Setelah bertahun-tahun mempromosikan kembalinya ke bulan dengan janji inklusi, NASA telah menyembunyikan niatnya yang dipublikasikan dengan baik untuk mendaratkan kru beragam di permukaan bulan sebagai bagian dari program Artemis.
Situs web NASA tidak lagi menyertakan referensi untuk mendaratkan kru yang mencakup wanita pertama dan orang kulit berwarna pertama di bulan sebagai bagian dari Misi Artemis 3 yang akan datang, yang dijadwalkan pada sekitar tahun 2027. Di situs webnya, agensi tersebut sebelumnya telah menyatakan niatnya untuk “mendaratkan wanita pertama, dan orang pertama yang berkulit berwarna, dan mitra internasional pertama, Astronaute menggunakan Bulan yang menggunakan Bulan” menggunakan lebih dari sekadar Lun Mitra International Astronaut di bulan menggunakan Bulan “menggunakan lebih dari sekadar Lun Mitra International Astronaut di Bulan menggunakan Bulan” menggunakan lebih dari The Lun Mitra International Astronaut. Ungkapan itu, bagaimanapun, telah dihapus dari situs web NASA pada hari Jumat, Orlando Sentinel pertama kali melaporkan.
ADVERTISEMENT

SCROLL TO RESUME CONTENT
Ini adalah yang terbaru dari serangkaian langkah yang diambil oleh agen luar angkasa untuk mematuhi perintah eksekutif Presiden Donald Trump yang menargetkan keragaman dan inklusi di lembaga federal. Tak lama setelah Trump menjabat, NASA menutup kantor yang terkait dengan keragaman, ekuitas, inklusi, dan aksesibilitas (DEIA), dan membatalkan kontrak terkait. Tak lama kemudian, karyawan NASA diperintahkan untuk menghapus menyebutkan program deia, kelompok/orang yang kurang terwakili, keadilan lingkungan, dan “apa pun yang secara khusus menargetkan perempuan (wanita dalam kepemimpinan, dll.),” Dari situs web agensi. Karyawan NASA juga tidak lagi diizinkan untuk menampilkan kata ganti mereka dalam tanda tangan email atau di tim Microsoft.

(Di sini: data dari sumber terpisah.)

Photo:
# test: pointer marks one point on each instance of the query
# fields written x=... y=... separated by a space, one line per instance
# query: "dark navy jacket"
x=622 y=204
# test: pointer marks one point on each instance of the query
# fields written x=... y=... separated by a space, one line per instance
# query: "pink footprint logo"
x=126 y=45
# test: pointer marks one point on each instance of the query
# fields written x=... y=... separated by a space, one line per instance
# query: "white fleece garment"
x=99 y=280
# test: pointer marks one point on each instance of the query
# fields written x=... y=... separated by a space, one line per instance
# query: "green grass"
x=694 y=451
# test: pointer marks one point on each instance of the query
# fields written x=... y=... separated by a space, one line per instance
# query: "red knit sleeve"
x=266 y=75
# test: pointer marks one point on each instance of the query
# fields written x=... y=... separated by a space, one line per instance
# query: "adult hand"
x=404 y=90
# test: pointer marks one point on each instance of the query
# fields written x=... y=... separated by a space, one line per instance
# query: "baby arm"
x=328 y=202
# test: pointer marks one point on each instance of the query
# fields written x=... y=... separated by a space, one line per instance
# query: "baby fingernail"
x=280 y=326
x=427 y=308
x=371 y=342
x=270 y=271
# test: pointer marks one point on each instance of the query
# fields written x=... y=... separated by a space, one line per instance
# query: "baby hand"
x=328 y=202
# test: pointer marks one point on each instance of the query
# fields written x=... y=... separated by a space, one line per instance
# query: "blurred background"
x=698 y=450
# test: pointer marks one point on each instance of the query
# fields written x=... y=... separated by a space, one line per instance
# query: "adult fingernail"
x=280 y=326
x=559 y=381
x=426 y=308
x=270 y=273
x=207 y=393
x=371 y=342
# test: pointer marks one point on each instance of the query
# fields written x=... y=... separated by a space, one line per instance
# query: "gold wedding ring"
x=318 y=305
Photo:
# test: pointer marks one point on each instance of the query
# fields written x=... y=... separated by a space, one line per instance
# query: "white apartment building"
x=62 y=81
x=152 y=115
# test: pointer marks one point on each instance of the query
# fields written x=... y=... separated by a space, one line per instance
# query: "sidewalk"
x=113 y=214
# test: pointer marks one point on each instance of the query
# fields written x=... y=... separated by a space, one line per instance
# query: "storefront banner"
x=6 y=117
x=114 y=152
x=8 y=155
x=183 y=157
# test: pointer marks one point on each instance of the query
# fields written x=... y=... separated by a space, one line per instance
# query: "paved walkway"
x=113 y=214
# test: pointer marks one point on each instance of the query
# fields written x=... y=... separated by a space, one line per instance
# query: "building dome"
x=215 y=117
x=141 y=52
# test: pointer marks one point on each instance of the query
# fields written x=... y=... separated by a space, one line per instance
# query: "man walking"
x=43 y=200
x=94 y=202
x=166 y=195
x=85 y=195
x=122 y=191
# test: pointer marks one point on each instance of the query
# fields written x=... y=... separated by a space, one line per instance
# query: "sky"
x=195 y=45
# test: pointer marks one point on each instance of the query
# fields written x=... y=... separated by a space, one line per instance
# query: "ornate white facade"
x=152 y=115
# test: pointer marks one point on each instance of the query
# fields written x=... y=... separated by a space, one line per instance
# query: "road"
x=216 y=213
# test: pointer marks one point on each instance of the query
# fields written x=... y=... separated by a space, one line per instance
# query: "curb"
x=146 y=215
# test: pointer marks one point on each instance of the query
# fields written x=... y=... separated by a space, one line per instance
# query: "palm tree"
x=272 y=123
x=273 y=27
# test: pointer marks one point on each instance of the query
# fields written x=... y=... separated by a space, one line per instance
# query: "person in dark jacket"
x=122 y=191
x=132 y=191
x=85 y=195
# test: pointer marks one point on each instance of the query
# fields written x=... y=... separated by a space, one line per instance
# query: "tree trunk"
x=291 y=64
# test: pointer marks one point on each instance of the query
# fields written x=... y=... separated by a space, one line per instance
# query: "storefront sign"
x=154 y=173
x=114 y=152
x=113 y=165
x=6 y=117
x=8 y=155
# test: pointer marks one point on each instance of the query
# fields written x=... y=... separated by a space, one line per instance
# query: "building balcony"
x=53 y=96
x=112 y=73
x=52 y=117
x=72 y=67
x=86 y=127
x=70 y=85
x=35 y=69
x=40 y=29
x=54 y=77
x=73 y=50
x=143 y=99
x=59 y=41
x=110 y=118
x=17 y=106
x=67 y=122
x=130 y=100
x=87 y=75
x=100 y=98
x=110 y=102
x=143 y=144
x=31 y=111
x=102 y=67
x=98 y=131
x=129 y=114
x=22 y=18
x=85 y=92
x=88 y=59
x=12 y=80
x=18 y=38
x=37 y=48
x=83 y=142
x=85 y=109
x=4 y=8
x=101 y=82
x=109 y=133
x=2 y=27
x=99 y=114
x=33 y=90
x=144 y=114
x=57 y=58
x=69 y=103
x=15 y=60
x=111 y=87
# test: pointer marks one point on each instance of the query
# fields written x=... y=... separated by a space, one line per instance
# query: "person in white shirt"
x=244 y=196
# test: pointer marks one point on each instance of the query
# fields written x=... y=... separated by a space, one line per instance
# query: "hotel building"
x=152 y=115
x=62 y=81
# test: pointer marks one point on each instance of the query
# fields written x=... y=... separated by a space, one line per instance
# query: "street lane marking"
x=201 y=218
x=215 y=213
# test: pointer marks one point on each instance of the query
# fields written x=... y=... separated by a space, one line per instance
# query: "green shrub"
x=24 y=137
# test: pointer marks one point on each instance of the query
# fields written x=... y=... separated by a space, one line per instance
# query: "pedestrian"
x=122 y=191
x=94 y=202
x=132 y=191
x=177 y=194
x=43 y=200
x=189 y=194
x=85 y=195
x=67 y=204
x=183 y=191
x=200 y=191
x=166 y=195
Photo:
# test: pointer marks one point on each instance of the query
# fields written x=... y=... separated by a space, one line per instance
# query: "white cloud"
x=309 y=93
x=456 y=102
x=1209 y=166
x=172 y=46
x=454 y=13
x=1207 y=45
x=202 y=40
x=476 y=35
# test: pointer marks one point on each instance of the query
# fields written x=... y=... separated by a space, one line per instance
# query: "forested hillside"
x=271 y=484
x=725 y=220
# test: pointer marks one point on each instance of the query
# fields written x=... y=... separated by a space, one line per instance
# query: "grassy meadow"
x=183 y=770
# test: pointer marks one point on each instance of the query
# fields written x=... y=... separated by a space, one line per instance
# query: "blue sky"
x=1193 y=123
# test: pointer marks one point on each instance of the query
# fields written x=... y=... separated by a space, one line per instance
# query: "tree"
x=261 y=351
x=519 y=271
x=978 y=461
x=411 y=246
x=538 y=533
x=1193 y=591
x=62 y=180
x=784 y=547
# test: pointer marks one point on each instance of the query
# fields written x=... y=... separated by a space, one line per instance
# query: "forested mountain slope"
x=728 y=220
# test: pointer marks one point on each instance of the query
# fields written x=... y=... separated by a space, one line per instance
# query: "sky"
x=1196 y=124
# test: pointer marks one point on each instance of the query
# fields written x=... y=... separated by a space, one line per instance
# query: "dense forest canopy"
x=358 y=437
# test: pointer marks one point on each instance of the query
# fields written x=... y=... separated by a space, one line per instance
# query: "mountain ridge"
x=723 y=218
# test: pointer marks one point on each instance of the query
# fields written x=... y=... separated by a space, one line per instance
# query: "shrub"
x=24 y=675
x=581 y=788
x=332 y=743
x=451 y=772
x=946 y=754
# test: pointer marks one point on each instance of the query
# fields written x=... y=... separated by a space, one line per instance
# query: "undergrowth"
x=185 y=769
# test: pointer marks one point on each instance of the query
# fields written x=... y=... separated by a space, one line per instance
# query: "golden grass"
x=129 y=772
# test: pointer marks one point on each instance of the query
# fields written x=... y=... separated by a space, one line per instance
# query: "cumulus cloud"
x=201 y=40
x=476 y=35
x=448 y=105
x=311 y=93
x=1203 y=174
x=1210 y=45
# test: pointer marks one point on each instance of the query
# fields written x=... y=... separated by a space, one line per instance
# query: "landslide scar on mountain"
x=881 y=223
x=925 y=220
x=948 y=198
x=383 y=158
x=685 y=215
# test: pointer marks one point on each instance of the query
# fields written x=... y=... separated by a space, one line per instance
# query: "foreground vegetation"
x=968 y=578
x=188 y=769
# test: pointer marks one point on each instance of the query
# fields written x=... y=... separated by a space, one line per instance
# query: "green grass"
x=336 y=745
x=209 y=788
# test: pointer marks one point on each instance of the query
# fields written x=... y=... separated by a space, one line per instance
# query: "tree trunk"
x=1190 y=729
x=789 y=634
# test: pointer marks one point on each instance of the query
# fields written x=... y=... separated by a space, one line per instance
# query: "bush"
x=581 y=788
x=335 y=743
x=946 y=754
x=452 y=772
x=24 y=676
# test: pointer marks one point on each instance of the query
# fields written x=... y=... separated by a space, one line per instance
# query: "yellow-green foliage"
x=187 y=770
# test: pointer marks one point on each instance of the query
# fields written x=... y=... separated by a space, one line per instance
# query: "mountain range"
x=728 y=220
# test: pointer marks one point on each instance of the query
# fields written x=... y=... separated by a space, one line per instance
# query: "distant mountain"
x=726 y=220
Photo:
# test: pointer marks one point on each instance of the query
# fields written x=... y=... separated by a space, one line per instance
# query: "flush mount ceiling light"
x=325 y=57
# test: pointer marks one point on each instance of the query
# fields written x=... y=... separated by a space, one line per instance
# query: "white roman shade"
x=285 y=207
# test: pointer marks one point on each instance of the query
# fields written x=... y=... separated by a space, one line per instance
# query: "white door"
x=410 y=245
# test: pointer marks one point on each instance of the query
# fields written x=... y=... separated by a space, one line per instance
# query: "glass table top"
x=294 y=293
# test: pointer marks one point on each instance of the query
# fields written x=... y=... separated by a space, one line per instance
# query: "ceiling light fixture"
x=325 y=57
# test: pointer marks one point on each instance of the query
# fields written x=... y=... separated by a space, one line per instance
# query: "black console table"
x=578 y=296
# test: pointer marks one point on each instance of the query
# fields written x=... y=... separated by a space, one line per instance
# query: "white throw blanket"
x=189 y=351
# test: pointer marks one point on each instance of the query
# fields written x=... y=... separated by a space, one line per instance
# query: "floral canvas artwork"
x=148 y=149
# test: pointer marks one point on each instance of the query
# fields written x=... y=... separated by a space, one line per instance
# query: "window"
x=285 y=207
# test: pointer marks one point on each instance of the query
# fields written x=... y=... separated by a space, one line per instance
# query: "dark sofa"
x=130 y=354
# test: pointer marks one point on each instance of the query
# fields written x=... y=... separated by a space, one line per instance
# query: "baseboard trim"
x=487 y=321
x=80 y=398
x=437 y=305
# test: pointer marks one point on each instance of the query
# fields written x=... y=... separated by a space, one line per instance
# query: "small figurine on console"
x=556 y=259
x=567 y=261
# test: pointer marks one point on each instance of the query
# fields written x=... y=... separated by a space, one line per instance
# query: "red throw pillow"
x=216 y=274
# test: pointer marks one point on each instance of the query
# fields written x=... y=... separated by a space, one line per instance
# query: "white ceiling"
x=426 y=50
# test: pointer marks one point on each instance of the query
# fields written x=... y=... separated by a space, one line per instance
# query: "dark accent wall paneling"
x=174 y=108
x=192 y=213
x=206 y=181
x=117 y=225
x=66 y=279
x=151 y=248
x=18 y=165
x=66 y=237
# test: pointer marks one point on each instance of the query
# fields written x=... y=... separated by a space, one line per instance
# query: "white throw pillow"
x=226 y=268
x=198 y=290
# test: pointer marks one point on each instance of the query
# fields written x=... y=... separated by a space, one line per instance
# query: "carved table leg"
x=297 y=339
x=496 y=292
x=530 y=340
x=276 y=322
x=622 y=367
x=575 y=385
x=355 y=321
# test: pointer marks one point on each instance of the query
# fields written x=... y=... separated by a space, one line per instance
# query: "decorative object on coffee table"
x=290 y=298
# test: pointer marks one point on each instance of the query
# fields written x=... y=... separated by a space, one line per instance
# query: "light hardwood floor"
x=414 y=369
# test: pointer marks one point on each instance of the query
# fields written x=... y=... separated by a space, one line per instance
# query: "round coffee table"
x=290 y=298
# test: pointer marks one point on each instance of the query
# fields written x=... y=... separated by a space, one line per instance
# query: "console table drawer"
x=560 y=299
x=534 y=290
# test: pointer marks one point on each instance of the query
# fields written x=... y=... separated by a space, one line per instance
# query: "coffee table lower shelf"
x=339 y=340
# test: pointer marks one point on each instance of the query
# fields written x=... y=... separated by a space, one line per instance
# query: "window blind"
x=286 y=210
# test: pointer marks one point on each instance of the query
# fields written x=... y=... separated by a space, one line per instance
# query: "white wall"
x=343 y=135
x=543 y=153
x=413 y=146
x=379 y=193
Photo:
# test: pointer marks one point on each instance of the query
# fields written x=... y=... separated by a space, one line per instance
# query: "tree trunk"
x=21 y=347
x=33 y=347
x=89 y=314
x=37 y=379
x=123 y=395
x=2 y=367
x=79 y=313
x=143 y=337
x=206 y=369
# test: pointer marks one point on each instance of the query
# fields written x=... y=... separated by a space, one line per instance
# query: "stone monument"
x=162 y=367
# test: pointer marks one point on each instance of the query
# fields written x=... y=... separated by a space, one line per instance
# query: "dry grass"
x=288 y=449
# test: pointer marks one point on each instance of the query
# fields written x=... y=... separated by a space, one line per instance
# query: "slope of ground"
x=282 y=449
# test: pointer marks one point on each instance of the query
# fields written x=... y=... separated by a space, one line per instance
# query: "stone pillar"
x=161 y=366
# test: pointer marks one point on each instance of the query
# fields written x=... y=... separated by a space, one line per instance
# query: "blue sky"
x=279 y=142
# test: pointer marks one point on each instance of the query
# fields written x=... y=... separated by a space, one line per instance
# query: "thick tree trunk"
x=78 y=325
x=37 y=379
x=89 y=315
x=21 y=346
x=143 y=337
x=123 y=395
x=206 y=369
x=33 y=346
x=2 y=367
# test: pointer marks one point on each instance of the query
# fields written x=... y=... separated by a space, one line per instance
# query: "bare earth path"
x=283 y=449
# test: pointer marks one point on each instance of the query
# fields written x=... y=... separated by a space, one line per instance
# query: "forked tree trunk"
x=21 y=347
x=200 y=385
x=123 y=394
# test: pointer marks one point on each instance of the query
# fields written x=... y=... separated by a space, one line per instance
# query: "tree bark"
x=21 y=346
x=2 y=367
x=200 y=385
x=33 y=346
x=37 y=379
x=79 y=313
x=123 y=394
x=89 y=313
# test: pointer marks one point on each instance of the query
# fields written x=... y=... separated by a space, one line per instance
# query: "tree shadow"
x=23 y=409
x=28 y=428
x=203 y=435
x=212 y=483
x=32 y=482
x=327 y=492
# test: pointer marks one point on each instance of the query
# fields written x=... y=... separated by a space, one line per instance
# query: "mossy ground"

Upaya NASA untuk mematuhi perang administrasi terhadap keragaman dan inklusi bertentangan dengan janji sebelumnya untuk mendiversifikasi kru astronotnya. Pada tahun 2023, NASA mengungkapkan kru empat orang yang akan terbang ke bulan dan kembali sebagai bagian dari Misi Artemis 2. Para kru termasuk astronot NASA, Victor Glover, yang menjadi anggota kru kulit hitam pertama yang tinggal di atas kapal ruang angkasa internasional (ISS) sebagai bagian dari misi SpaceX Crew-1 pada November 2021, di mana ia menjabat sebagai pilot. Astronot NASA Christina Koch juga dipilih untuk Misi Artemis 2. Koch mencetak rekor untuk Spaceflight tunggal terpanjang oleh seorang wanita setelah menghabiskan total 328 hari di atas kapal ruang angkasa internasional (ISS) untuk Ekspedisi 59, 60, dan 61. Astronot NASA juga berpartisipasi dalam ruang angkasa semua-wanita pertama, bersama astronot Jessica Meir, pada Oktober 2019.
Berbeda dengan zaman Apollo, NASA bertujuan untuk mendaratkan kru yang lebih inklusif di permukaan bulan sebagai bagian dari kembalinya ke bulan lebih dari 50 tahun kemudian. Namun, tidak jelas apakah NASA akan tetap pada rencana tersebut setelah menghapus menyebutkan komitmennya kepada kru yang beragam untuk Artemis 3.